Ever wondered whether the data you collect is actually telling you anything? In reality we find ourselves measuring nothing but with a huge amount of precision and in lots of detail. Let me explain. Yesterday I took a good look at my own business’ web stats. I got lots of interesting facts. I found out what countries my web visitors came from, I learned what sort of browsers the people that had viewed my posts had used, and I learned where they had been referred from. I could even follow their progress through the site, the page they landed on and the page they left from. I started looking at twitter too, found the number of followers, the number of people that had un-followed me, the number of people who aren’t following me back.
“Awesome!”, I hear you say, “thats loads of information Kevin, it must have given you a great insight into your business”. Well guys, here’s the truth, it didn’t. All it did was waste an hour of my time.
Recently I was discussing the performance dashboard for the communications team at one of my clients. They proposed page views on the website as one of their KPIs. We had a good debate about this. Firstly we have no idea whether the people viewing the pages are the target audience for the communication. We also have no idea whether the site visitors found the information they were looking for, and if they didn’t then the page view information might be quite misleading. I’ll give you a hypothetical example; Suppose some of our web visitors want to contact the organisation by phone, and there is no phone number on the site. The visitor arrives at home page, and clicks around 7 or 8 pages looking for contact information before giving up. Looking at the stats, page views generated from this visit are high, bounce rate is low. Satisfied customer? I don’t think so.

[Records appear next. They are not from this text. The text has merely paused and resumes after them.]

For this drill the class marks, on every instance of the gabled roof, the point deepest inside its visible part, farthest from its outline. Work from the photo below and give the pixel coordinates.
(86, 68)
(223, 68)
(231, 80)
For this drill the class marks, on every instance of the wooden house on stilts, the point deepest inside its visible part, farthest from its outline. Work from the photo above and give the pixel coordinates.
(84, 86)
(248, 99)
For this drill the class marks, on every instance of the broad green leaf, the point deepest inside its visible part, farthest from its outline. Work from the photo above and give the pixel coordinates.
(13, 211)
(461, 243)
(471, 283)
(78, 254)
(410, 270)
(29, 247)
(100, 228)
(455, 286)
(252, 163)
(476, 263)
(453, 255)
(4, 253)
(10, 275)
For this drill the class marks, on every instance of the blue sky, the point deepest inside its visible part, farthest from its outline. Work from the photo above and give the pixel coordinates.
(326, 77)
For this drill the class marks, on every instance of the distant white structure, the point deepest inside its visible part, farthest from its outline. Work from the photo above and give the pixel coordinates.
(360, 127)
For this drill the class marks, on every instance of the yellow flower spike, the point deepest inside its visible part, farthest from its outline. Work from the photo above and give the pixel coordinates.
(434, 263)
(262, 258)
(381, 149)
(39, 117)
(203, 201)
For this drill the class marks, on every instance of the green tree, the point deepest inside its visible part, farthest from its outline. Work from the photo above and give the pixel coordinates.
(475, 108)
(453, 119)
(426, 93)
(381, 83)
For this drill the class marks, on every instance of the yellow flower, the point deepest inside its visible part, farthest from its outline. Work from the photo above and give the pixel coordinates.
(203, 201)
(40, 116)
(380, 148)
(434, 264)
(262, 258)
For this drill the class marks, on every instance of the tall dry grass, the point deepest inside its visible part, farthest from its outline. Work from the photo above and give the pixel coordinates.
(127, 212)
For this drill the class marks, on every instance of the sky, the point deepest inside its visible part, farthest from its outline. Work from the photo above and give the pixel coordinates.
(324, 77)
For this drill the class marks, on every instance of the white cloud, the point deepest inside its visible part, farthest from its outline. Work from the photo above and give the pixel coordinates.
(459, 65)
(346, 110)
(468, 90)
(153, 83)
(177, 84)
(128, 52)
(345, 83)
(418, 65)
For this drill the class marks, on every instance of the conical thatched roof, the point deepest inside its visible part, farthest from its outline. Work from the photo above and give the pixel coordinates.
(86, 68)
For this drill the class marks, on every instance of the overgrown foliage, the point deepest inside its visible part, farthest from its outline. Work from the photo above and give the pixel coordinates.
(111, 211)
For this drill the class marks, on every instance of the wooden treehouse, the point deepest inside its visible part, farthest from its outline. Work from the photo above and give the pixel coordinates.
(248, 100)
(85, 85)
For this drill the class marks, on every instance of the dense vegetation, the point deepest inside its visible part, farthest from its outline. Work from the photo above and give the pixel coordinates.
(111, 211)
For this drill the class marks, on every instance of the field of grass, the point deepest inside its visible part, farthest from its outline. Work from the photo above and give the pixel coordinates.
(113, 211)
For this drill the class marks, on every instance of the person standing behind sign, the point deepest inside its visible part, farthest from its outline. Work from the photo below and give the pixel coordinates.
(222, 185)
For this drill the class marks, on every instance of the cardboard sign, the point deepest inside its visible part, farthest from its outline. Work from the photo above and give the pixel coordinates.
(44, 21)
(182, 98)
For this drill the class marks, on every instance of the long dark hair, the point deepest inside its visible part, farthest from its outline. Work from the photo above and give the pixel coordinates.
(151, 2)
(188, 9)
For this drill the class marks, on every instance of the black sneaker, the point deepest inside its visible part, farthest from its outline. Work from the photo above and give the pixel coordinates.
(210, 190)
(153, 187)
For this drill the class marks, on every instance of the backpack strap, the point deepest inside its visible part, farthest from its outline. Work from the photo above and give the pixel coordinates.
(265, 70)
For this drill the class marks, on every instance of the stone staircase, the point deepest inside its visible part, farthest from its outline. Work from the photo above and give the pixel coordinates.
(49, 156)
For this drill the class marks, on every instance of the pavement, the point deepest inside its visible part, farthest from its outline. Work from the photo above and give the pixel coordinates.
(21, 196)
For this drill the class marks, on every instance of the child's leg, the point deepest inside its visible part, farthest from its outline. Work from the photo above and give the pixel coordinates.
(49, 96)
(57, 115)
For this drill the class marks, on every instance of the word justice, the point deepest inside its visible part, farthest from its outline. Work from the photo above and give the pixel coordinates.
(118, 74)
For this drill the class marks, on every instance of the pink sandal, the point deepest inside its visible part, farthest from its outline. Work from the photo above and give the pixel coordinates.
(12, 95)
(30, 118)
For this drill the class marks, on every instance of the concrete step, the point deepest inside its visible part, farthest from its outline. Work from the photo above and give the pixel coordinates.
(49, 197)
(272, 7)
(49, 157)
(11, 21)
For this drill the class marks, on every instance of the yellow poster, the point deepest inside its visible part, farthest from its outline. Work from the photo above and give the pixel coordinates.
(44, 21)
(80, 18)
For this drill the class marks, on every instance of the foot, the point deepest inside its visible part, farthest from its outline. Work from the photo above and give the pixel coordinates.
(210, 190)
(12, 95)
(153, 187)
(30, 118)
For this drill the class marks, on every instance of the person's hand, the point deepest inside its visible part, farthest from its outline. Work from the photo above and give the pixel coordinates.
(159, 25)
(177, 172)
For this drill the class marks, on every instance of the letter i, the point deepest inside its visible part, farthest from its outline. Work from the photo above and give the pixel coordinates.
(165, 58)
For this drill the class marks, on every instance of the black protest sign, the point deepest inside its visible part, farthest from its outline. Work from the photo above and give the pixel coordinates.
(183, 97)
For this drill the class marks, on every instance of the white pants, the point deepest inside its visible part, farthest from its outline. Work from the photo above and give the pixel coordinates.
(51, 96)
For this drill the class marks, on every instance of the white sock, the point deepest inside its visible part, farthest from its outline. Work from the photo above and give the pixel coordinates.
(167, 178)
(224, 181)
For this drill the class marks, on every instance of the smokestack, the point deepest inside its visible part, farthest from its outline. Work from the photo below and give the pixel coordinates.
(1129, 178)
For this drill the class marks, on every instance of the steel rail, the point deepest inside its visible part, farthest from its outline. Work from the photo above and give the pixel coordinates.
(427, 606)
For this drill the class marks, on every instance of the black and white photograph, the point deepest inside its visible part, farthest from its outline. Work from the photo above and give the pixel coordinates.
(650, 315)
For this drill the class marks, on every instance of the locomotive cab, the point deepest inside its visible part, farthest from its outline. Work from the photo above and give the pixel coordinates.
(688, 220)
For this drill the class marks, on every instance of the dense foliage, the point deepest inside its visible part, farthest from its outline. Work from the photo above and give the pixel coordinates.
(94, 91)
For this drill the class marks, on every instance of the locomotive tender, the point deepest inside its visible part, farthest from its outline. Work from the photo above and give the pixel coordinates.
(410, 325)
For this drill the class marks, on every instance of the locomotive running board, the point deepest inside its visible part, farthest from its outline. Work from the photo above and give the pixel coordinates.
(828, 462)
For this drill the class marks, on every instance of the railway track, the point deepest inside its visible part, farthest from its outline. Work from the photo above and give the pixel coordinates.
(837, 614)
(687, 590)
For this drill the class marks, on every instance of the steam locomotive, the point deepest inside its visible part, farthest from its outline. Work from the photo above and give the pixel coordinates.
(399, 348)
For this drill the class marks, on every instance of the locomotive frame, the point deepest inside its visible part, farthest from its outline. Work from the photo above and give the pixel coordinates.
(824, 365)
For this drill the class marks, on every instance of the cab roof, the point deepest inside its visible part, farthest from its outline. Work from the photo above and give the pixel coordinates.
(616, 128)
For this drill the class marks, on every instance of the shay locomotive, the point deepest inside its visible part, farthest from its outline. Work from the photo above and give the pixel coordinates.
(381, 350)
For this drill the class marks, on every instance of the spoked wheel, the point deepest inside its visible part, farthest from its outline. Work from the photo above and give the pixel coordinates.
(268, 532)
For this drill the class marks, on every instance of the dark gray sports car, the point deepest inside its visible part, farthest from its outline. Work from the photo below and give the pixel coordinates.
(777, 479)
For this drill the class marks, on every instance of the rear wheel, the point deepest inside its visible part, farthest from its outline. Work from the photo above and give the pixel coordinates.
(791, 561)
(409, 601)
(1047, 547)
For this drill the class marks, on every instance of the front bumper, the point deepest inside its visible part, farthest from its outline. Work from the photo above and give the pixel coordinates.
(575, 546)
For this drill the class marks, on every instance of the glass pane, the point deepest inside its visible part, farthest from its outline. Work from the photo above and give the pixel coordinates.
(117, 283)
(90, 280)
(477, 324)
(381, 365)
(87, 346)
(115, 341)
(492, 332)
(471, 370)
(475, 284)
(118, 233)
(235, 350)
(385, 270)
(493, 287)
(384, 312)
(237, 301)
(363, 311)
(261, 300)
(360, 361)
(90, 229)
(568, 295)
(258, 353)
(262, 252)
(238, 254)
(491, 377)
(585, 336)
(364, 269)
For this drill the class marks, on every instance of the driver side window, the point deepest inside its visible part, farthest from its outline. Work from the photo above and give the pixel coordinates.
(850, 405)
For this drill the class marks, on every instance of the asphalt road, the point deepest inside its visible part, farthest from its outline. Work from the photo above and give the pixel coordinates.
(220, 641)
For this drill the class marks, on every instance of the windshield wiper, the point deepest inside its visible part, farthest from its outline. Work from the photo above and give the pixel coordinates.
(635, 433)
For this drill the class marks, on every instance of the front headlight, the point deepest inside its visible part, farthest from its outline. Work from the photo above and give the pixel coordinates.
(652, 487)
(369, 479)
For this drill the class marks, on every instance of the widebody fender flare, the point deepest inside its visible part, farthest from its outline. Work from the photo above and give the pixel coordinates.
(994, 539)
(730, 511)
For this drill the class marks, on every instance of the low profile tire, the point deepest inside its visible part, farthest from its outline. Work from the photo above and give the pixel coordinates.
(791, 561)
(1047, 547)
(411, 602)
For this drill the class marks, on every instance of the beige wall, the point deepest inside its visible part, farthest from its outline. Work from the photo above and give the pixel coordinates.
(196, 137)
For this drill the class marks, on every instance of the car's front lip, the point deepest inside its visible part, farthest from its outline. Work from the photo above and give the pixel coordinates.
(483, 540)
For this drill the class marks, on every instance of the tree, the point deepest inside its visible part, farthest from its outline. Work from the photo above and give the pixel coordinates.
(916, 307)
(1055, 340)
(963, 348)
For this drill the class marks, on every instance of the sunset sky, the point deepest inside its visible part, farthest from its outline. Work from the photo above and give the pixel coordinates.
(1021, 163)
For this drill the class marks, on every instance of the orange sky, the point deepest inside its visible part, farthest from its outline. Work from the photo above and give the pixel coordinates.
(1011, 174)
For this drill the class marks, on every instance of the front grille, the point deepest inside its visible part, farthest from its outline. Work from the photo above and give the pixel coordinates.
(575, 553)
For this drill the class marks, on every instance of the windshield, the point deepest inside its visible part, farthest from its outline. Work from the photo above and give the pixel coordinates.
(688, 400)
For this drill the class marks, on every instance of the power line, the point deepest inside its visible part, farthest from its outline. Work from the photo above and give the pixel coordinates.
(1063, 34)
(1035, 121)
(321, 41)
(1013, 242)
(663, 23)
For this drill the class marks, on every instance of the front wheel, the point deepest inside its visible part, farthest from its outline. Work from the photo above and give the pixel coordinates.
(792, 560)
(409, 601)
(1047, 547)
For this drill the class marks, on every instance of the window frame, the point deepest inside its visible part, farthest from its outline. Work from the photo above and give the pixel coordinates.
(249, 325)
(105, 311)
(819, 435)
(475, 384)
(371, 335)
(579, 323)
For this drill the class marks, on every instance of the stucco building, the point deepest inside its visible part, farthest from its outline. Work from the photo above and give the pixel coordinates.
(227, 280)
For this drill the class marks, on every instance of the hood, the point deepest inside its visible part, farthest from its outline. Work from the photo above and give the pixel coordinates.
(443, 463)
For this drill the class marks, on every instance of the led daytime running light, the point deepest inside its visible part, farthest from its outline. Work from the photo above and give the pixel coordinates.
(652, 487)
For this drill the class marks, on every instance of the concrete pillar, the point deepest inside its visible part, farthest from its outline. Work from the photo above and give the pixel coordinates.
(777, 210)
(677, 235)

Thing is, today, theres loads and loads of data available, and it’s really really easy to measure “stuff”. I can measure “stuff” with a huge amount of accuracy, and we can get stats on just about anything. Data and Stats are not, by themselves, useful information. To make this information useful I need to ask a few questions first.
- Whats my business strategy?
- What are my short term goals?
- What are my critical success factors to achieve these goals?
- What role does (fill in the blank: e.g. Web; Media strategy; customer satisfaction. etc) have in achieving the goal?
If I don’t know where I want the business to go, and the role of say, the website, in taking it there, then how can I possibly know whether I needed 20 new visitors to the site yesterday or whether my target should have been 200?
It may be that most of my potential ideal clients will never visit my website regardless of what I do, so all of this interesting information from Google Analytics could be totally irrelevant.
That still doesn’t tell me what I need to measure. Measurement and action need to go hand in glove. I need to measure stuff so I can see the outcome of my actions, and so that I can see where I need to take action in the future
So, I need to think about a couple of other things to tell me whether the measure is useful.
- If I measure this and the value changes significantly does the change actually have an impact on my business?
- If I can say yes, and it has an impact, can I do stuff that makes this move in the right direction, or to stop it moving in the wrong direction.
So, think carefully about whats important in your business, and only take notice of measurement that is useful rather than getting lost in loads and loads of data.